Permaculture and free enterprise solutions could feed this nation. Many Venezuelans have already begun producing their own food when possible because grocery store shelves have been empty for months.
Venezuelans have been aware for a while now that the country’s food supplies have been low — the whole world, really, is probably aware that the country is still running only because residents have been getting supplies through the black market lines from Colombia.
Only recently has President Maduro actually admitted that the food shortages in Venezuela are a problem. A “nutritional emergency” were the words of opposition leader Julio Borges, according to Breitbart News. Venezuelan lawmakers in the National Assembly simply chose to call the situation a “food crisis.”
Maduro also stated that
“now that the emergency decree is in place, I’m going to apply a set of measures in the coming days that I was already working on.”
One of his approaches seems to be going after the owner of Venezuela’s largest food company, Empresas Polar SA. Maduro accused Lorenzo Mendoza, the owner of the company, of being a “thief” and “traitor” during a televised speech. According to the Venezuelan President, Mendoza has been conspiring against the current socialist government and has been meeting with political opponents.
“I call on the people to unmask Lorenzo Mendoza in the streets. I’m waiting for you Lorenzo Mendoza,” said Maduro.

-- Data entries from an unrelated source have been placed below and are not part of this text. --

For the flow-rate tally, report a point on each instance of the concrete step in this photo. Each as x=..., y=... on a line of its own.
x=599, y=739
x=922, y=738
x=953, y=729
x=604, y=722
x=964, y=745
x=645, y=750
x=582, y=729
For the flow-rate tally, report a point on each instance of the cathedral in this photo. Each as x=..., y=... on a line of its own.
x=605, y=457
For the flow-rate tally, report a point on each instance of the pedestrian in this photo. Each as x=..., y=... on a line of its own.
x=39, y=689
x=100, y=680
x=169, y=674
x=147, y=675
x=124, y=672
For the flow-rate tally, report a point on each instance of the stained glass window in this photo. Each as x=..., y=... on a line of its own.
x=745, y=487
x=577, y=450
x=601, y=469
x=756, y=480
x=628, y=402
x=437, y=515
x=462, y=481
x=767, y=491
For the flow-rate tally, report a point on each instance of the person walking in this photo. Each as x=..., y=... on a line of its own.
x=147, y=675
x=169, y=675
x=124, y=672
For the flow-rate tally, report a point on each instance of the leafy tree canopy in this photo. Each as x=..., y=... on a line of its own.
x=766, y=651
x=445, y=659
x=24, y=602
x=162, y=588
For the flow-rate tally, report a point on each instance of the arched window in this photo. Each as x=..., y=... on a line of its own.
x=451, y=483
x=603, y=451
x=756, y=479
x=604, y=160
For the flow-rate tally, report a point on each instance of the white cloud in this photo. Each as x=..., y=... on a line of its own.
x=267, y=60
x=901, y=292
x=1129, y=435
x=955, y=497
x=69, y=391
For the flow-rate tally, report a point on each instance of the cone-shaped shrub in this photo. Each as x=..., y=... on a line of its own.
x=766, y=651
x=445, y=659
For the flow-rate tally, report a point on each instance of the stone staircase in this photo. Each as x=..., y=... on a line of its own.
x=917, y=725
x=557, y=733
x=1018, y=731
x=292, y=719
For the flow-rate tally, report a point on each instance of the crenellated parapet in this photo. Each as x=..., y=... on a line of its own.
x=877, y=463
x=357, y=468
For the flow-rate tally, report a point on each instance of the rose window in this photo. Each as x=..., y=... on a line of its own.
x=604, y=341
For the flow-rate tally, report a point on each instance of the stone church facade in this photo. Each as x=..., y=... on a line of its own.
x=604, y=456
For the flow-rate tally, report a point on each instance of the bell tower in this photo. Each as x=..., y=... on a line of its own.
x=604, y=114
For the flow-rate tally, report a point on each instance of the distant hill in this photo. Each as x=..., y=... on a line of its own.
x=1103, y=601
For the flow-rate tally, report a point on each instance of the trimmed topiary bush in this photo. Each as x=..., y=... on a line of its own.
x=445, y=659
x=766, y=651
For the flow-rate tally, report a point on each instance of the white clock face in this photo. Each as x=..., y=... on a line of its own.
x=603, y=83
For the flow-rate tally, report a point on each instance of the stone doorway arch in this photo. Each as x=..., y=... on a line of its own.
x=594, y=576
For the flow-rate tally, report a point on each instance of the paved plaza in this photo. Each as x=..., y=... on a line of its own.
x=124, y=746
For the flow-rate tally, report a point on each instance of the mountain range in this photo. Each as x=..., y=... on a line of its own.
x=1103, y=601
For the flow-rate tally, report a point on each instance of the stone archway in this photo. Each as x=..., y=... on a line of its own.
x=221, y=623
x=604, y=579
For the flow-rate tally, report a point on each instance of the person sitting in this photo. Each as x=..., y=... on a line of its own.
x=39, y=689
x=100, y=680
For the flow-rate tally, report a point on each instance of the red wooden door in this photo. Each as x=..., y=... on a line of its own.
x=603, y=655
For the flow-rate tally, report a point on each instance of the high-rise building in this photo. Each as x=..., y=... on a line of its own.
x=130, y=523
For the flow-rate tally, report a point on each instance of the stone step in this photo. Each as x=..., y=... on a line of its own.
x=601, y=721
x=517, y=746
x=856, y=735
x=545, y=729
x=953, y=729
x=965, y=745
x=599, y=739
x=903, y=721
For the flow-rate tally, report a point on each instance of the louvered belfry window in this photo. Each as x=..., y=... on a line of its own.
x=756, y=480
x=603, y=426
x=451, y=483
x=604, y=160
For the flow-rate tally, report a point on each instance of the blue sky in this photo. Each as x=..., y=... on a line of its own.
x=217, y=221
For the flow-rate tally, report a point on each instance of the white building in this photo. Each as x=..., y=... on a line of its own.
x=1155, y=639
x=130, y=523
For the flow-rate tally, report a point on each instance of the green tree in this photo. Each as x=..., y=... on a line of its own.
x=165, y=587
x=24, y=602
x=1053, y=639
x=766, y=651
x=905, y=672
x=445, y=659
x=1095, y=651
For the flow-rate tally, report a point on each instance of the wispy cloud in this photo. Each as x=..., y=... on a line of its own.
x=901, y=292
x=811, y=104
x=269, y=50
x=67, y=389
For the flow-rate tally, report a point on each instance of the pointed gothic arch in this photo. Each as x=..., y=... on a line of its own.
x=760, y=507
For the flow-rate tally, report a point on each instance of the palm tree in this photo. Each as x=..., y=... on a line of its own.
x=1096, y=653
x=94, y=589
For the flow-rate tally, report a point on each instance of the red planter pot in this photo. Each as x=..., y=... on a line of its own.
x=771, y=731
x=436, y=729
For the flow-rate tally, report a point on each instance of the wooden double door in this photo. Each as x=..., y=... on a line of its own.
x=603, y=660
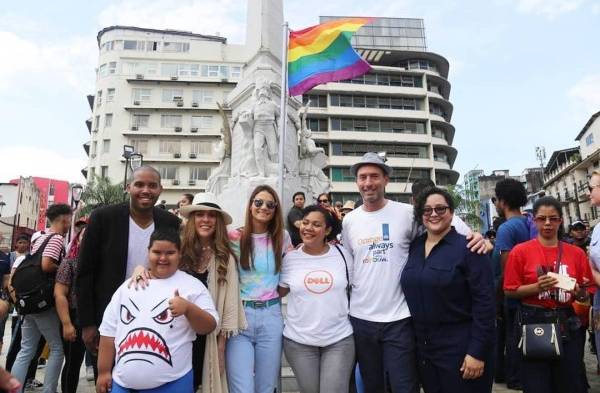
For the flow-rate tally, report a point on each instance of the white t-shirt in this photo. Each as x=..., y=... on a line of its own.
x=137, y=248
x=379, y=242
x=153, y=348
x=317, y=312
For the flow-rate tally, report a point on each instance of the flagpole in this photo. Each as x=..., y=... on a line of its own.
x=283, y=109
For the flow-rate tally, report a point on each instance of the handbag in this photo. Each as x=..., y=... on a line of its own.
x=542, y=341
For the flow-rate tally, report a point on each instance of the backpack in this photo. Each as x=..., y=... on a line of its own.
x=34, y=289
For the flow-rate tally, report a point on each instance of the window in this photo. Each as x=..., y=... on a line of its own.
x=170, y=121
x=204, y=96
x=236, y=72
x=168, y=172
x=377, y=125
x=140, y=120
x=169, y=147
x=199, y=173
x=134, y=45
x=393, y=150
x=202, y=121
x=201, y=148
x=316, y=101
x=176, y=46
x=381, y=102
x=170, y=95
x=140, y=145
x=142, y=95
x=317, y=125
x=110, y=95
x=589, y=139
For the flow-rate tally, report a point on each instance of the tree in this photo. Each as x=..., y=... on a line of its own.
x=466, y=205
x=100, y=192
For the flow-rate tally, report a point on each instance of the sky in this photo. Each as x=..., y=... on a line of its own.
x=524, y=73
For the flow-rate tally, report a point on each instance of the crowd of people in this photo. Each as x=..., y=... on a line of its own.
x=382, y=296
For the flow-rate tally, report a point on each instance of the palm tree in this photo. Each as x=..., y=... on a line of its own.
x=466, y=205
x=100, y=192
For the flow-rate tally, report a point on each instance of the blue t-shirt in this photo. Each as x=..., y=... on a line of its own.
x=514, y=231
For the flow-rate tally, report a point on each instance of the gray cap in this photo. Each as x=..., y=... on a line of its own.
x=371, y=158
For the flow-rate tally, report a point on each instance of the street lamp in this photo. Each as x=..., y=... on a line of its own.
x=76, y=191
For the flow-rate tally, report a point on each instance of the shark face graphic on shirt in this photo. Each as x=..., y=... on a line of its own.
x=144, y=342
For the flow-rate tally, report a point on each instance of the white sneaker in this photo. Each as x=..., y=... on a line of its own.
x=89, y=373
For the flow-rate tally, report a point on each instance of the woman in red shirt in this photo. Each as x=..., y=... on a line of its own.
x=526, y=278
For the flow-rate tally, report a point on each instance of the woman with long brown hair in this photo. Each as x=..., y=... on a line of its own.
x=206, y=254
x=253, y=356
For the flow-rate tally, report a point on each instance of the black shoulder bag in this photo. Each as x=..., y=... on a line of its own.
x=348, y=286
x=542, y=341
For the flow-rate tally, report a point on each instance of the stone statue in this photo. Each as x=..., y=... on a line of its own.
x=265, y=114
x=312, y=159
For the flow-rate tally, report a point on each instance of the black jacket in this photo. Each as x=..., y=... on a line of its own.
x=103, y=258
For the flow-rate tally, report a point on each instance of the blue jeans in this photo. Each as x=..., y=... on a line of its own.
x=44, y=324
x=254, y=356
x=386, y=354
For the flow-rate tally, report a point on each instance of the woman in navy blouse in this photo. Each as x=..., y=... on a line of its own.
x=450, y=294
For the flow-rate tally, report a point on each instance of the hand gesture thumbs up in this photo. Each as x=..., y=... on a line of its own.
x=178, y=306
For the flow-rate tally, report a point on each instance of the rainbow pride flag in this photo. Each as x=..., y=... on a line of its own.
x=323, y=53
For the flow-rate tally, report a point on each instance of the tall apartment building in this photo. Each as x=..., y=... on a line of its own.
x=157, y=90
x=401, y=107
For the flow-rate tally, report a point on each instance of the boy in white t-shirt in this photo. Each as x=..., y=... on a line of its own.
x=147, y=335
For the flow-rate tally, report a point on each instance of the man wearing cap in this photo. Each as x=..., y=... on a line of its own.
x=379, y=233
x=116, y=240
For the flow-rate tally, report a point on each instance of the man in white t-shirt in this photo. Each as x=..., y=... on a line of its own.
x=378, y=234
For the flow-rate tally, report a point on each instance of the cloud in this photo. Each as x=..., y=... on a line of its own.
x=225, y=17
x=586, y=94
x=27, y=62
x=548, y=8
x=35, y=161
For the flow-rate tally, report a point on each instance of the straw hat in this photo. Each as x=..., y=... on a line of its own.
x=205, y=201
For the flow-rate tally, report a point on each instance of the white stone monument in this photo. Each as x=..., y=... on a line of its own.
x=250, y=144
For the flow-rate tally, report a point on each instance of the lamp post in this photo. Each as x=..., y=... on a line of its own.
x=76, y=191
x=133, y=160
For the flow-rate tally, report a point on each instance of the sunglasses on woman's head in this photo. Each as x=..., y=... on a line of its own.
x=269, y=204
x=552, y=219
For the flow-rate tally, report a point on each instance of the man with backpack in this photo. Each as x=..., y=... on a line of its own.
x=510, y=197
x=33, y=283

It seems to be no coincidence that Mendoza’s company produces items which are in short supply — not because the company itself is faltering, but because Venezuela’s entire economy has fallen so dramatically that no foreign interests are willing to do business with the country.

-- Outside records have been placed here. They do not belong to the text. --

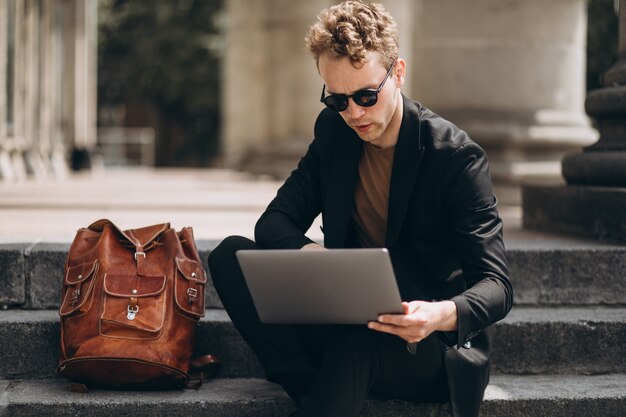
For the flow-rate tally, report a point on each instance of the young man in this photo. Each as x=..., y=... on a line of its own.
x=384, y=171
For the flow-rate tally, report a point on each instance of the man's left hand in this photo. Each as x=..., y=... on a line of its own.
x=419, y=320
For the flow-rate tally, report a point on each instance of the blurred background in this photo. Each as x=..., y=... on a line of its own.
x=95, y=84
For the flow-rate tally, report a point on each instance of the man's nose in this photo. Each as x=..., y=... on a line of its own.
x=354, y=110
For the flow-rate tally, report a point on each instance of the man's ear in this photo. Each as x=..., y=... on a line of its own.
x=399, y=72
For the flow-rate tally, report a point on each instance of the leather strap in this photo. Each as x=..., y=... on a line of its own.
x=202, y=368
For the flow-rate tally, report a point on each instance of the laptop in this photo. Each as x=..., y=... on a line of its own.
x=337, y=286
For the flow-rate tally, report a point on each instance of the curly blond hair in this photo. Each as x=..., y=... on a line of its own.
x=352, y=29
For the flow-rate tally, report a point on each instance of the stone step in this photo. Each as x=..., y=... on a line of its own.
x=511, y=396
x=529, y=340
x=550, y=272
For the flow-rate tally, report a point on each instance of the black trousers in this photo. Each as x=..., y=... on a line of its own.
x=328, y=370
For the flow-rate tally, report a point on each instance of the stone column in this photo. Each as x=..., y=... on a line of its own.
x=271, y=85
x=604, y=163
x=594, y=201
x=511, y=73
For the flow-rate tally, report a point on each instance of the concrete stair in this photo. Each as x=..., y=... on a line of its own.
x=560, y=352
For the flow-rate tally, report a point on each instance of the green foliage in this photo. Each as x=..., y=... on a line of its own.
x=167, y=53
x=602, y=40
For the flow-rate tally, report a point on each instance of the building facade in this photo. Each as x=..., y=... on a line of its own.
x=47, y=85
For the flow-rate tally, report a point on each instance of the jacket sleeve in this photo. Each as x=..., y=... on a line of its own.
x=477, y=239
x=298, y=201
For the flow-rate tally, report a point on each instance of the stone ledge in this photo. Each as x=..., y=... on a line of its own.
x=513, y=396
x=528, y=341
x=12, y=275
x=547, y=272
x=598, y=212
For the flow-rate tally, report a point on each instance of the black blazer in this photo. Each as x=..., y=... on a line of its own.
x=444, y=233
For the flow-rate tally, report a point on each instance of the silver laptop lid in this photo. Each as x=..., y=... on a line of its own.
x=341, y=286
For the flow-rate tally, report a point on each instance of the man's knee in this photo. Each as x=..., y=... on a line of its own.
x=349, y=340
x=225, y=251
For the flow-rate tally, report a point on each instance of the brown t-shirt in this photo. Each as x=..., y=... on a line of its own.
x=371, y=196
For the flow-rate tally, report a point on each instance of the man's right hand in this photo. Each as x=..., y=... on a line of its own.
x=312, y=246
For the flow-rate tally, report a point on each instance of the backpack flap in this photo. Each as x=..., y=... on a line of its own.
x=78, y=284
x=143, y=239
x=134, y=306
x=189, y=287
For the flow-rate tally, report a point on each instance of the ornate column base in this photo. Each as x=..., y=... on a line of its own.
x=590, y=211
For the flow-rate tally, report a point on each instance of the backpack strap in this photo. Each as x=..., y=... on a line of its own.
x=202, y=368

Another approach that Maduro is promoting, according to NPR, is to have Venezuelans grow their own food in urban gardens. Many Venezuelans have already begun producing their own food when possible because grocery store shelves have been empty for months.
Although Maduro is advocating for more small gardens in urban areas, his government haven’t done much to ease the burdens of traditional farmers. In fact, government prices have caused farmers to sell their products at a loss; this is merely adding fuel to the flame, considering that Venezuela has historically imported the majority of its food supplies.
Critics of Maduro’s urban garden campaign have been quick to voice their concerns. Venezuelans living in cities likely don’t possess the skills to tend gardens, and if they do, they probably don’t have the time.
One thing is certain: Maduro certainly doesn’t have to rely on an urban garden in his home for his meals. If anything, his garden is probably filled with red roses: the symbols, when held in hand, for socialism.